Garrick shook his head. "No," he said half to himself, "it couldn't have been. Don't stop, Tom. We mustn't do anything to rouse suspicion, now."
We came a moment later to the flat-house through the hall of which we had reached the roof that morning and in the excitement of the adventure I forgot, for the time, the mysterious figure across the street, which had attracted Garrick's attention.
Again, we managed to elude the tenants, though it was harder in the early evening than it had been in the daytime. However, we reached the roof apparently unobserved. There at least, now that it was dark, we felt comparatively safe. No one was likely to disturb us there, provided we made no noise.
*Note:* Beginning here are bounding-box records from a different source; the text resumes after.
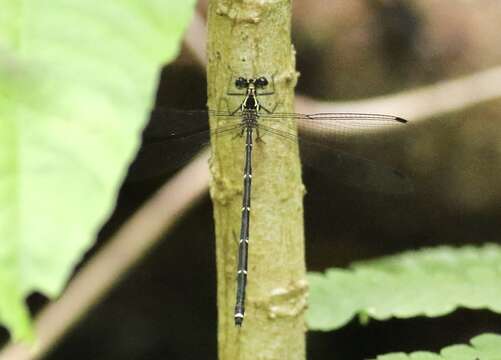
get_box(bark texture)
[207,0,307,360]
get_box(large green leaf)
[0,0,194,338]
[307,244,501,330]
[377,334,501,360]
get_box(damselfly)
[129,76,412,326]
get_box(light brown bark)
[207,0,307,360]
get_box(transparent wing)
[126,108,240,182]
[128,108,412,193]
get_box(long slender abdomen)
[235,126,252,326]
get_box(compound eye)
[235,77,247,89]
[255,76,268,88]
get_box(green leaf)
[0,0,194,339]
[377,334,501,360]
[307,244,501,331]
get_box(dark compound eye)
[235,77,247,89]
[254,76,268,88]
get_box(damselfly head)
[235,77,249,89]
[254,76,268,89]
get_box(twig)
[185,14,501,131]
[0,152,209,360]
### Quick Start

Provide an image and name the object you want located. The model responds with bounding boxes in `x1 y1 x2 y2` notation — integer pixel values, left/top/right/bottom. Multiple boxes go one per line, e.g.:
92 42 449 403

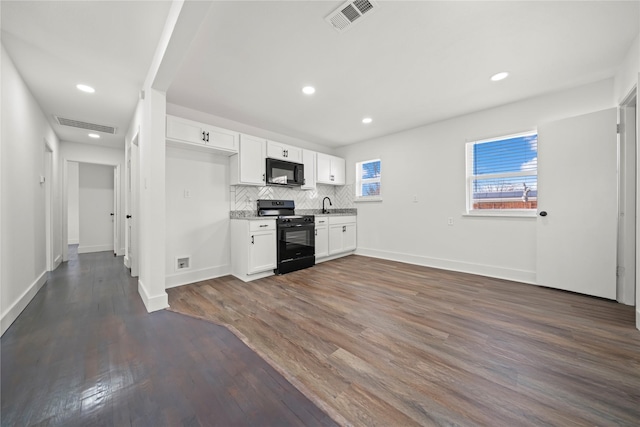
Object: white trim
0 271 47 334
164 265 231 289
462 209 538 219
316 251 358 264
138 280 169 313
356 248 537 285
78 245 113 254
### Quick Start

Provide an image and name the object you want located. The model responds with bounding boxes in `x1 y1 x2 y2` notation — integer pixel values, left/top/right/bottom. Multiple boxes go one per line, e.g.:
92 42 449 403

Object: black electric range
258 200 316 274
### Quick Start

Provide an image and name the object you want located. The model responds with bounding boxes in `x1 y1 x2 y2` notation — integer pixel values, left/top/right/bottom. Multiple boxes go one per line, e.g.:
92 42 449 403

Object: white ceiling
0 0 170 148
0 0 640 147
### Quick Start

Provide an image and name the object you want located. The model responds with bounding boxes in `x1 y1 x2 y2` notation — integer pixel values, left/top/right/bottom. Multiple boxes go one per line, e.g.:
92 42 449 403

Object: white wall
166 148 231 288
78 163 114 253
338 80 613 283
613 34 640 105
67 162 80 245
60 141 126 261
0 46 61 333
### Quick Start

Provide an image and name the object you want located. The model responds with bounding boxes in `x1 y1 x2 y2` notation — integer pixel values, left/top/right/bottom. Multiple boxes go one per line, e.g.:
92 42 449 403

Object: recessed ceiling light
491 71 509 82
76 84 96 93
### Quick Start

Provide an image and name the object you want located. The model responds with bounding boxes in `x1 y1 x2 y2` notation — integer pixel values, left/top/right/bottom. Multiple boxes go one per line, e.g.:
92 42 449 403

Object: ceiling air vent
54 116 116 135
325 0 379 33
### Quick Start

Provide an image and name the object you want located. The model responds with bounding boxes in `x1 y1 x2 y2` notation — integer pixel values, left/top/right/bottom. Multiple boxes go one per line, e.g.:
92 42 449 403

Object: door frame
42 138 56 271
124 128 140 277
616 87 638 305
62 157 122 261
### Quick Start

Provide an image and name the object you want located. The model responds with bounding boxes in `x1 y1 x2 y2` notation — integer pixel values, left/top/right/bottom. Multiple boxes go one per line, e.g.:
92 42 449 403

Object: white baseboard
316 251 356 264
0 271 47 335
51 255 62 271
78 245 113 254
138 279 169 313
164 265 231 289
356 248 537 285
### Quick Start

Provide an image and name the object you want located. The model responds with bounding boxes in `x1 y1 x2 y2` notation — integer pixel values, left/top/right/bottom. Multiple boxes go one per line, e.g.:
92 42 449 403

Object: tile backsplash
229 184 355 211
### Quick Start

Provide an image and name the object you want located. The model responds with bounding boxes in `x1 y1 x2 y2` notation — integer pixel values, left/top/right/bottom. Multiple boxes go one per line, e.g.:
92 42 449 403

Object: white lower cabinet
316 216 357 258
315 216 329 258
231 219 277 282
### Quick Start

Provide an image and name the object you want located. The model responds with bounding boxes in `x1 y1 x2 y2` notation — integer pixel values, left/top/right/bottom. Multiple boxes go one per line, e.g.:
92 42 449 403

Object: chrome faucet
322 197 333 213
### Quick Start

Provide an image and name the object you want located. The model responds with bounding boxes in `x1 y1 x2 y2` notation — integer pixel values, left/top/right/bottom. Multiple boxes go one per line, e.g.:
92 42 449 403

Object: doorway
41 139 54 271
616 88 637 305
66 161 119 254
124 132 140 277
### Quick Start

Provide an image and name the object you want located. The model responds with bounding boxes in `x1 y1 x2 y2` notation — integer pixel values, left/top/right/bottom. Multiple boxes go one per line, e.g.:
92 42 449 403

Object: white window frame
465 129 538 218
355 159 382 202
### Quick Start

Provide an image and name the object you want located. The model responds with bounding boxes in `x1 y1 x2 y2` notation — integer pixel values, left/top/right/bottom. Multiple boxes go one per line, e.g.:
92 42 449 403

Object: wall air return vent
53 116 116 135
324 0 380 33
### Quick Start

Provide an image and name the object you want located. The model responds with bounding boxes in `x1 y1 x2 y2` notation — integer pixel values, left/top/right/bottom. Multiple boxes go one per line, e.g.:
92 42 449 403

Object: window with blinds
466 132 538 212
356 159 382 201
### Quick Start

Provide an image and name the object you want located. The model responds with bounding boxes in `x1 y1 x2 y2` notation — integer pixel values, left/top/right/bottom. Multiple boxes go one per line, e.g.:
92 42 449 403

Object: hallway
0 246 335 426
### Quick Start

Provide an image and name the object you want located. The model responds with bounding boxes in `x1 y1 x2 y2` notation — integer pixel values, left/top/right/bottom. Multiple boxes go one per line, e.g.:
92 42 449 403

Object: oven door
278 223 316 263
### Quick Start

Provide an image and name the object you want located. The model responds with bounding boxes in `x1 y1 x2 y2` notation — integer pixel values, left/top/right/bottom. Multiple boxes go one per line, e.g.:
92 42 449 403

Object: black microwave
266 158 304 187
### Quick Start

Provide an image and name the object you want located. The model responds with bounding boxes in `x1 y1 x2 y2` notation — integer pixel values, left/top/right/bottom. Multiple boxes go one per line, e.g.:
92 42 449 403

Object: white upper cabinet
316 153 345 185
267 141 302 163
229 134 267 185
167 115 239 156
300 150 316 190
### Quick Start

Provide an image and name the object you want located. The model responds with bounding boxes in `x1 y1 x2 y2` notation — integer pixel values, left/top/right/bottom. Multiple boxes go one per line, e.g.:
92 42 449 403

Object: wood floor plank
0 246 336 427
168 256 640 426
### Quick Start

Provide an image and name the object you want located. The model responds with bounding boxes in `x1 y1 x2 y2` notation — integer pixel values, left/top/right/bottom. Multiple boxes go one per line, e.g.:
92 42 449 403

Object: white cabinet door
328 216 357 255
316 153 332 184
301 150 316 190
316 153 345 185
331 157 346 185
329 224 344 255
167 116 205 145
315 218 329 258
536 109 618 299
247 230 277 274
229 134 266 185
267 141 302 163
166 115 239 156
342 224 356 252
208 126 240 153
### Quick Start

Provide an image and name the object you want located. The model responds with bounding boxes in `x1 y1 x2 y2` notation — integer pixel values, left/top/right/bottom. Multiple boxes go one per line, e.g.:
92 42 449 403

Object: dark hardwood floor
169 256 640 426
0 247 335 427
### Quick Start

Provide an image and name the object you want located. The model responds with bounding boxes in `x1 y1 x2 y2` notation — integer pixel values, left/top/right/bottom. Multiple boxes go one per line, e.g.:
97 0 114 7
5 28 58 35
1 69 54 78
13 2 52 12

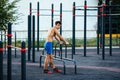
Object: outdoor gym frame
28 0 120 62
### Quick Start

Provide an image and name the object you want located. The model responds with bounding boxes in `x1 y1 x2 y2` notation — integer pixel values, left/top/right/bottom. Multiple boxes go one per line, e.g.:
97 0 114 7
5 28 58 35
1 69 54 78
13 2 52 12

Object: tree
0 0 20 31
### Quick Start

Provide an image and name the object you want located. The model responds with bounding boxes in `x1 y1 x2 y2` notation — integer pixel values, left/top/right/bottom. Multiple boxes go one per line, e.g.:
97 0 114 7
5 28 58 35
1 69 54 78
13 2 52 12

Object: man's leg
44 54 52 74
50 55 55 69
44 54 50 70
50 55 62 73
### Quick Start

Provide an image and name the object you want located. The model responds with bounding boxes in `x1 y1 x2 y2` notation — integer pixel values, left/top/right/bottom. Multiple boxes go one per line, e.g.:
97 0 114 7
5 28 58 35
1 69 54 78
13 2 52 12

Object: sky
11 0 97 38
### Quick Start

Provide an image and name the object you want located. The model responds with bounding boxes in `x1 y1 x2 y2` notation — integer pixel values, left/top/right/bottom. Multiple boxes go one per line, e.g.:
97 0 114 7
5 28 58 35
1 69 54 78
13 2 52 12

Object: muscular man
43 21 69 74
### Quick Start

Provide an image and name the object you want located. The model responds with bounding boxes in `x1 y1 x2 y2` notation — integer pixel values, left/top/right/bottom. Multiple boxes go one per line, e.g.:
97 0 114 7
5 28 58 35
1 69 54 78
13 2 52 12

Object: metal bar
15 32 17 58
75 9 98 11
97 3 100 54
0 41 3 80
109 0 112 56
32 15 35 62
21 41 26 80
7 23 12 80
72 2 75 55
37 2 40 51
102 3 105 60
51 4 54 27
75 15 98 17
84 0 87 56
28 15 31 61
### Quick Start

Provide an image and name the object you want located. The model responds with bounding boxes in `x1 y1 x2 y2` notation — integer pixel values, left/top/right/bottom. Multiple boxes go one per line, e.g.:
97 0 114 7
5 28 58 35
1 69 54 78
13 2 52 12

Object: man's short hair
55 21 61 25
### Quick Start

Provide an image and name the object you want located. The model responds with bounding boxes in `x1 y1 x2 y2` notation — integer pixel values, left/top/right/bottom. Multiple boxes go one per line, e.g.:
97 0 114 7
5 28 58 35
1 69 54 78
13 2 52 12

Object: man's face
56 23 61 29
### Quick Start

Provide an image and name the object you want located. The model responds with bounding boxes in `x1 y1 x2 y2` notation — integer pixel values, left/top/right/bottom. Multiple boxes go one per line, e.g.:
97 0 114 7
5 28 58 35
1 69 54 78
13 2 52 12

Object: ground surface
4 48 120 80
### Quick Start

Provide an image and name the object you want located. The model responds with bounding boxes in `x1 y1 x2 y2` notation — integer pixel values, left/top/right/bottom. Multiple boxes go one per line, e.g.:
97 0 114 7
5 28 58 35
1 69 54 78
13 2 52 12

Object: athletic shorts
44 42 53 54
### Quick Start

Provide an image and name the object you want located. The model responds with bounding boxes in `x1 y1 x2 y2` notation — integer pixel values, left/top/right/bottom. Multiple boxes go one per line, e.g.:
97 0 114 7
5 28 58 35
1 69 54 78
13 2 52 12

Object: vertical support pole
60 3 63 57
84 0 87 56
37 2 40 51
28 3 32 61
97 3 100 54
109 0 112 56
4 31 7 55
28 15 31 61
0 41 3 80
60 3 62 35
32 15 35 62
1 31 3 41
72 2 75 59
51 4 54 27
102 3 106 60
7 23 12 80
15 32 16 58
21 41 26 80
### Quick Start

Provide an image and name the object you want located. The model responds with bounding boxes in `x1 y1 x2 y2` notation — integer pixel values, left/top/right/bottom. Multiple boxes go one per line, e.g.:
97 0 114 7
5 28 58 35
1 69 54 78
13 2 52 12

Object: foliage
0 0 20 30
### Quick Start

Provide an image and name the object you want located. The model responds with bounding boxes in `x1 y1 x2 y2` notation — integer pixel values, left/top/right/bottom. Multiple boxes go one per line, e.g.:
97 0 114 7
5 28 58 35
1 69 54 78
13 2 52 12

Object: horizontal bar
75 9 98 11
39 14 60 16
106 13 120 16
75 5 120 8
75 15 98 17
32 9 72 12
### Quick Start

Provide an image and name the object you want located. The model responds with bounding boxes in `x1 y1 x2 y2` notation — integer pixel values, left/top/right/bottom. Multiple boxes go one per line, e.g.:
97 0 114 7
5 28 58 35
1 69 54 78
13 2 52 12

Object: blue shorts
44 42 53 54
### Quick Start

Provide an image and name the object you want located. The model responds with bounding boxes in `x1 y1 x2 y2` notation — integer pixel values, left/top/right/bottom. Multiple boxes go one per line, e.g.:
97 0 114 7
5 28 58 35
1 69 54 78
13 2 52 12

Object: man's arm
54 29 69 44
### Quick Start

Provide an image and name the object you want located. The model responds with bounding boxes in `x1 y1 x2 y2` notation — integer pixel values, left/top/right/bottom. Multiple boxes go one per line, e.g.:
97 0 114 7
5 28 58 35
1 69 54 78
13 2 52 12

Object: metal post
72 2 75 59
32 15 35 62
37 2 40 51
7 23 12 80
0 41 3 80
97 3 100 54
28 15 31 61
1 31 3 41
60 3 62 35
84 0 87 56
15 32 16 58
21 41 26 80
109 0 112 56
4 31 7 55
51 4 54 27
102 3 106 60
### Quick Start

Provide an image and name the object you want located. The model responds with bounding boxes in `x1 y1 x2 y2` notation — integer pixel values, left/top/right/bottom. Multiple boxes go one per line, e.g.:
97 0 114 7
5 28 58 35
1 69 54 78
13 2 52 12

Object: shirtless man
43 21 69 74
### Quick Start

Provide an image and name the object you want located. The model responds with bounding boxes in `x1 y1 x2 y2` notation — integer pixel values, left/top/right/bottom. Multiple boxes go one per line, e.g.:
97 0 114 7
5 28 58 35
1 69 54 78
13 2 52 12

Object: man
43 21 69 74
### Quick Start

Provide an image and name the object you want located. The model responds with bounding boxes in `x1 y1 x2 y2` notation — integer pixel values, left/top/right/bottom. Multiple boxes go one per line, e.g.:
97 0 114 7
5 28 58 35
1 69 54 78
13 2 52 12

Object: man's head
55 21 61 29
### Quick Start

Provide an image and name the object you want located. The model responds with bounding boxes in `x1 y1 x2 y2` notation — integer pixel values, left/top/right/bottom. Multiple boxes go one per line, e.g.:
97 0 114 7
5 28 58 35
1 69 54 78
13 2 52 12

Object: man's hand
59 41 63 44
65 41 69 44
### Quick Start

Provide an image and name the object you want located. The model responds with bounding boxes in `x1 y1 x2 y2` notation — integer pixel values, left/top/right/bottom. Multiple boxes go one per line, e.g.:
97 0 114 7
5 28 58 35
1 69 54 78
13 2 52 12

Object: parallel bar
75 9 98 11
75 15 98 17
37 2 40 51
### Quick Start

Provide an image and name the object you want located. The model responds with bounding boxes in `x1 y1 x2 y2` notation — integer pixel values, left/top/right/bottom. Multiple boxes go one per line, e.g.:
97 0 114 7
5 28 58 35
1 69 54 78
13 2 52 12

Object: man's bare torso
46 27 55 42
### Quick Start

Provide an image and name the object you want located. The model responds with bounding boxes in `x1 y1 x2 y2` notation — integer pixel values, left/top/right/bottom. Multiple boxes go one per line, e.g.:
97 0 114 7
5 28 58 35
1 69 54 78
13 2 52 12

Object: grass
3 38 120 47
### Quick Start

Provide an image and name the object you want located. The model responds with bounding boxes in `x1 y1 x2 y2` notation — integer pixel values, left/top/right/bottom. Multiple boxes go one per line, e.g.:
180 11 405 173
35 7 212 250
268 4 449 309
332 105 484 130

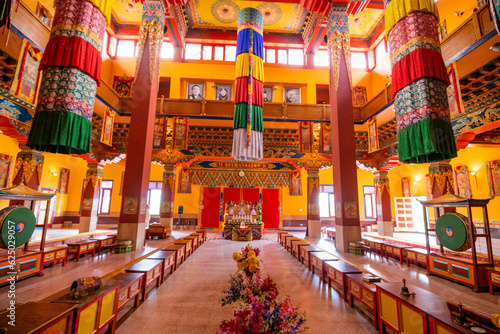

Unwrapping the smaller, paper-covered package, Garrick quickly attached the wires, as he had left them, to another cedar box, like that which he had already let down the chimney up the street.
I now had a chance to examine it more closely under the light of
Garrick's little electric bull's-eye. I was surprised to find that it
resembled one of the instruments we had used down in the room in the
Old Tavern.
It was oblong, with a sort of black disc fixed to the top. In the face of the box, just as in the other we had used, were two little square holes, with sides also of cedar, converging inward, making a pair of little quadrangular pyramidal holes which seemed to end in a small round black circle in the interior, small end.
I said nothing, but I could see that it was a new form, to all intents and purposes, of the detectaphone which we had already used.
The minutes that followed seemed like hours, as we waited, not daring to talk lest we should attract attention.
I wondered whether Miss Winslow would come after all, or, if she did, whether she would come alone.
"You're early," said a voice, softly, near us, of a sudden.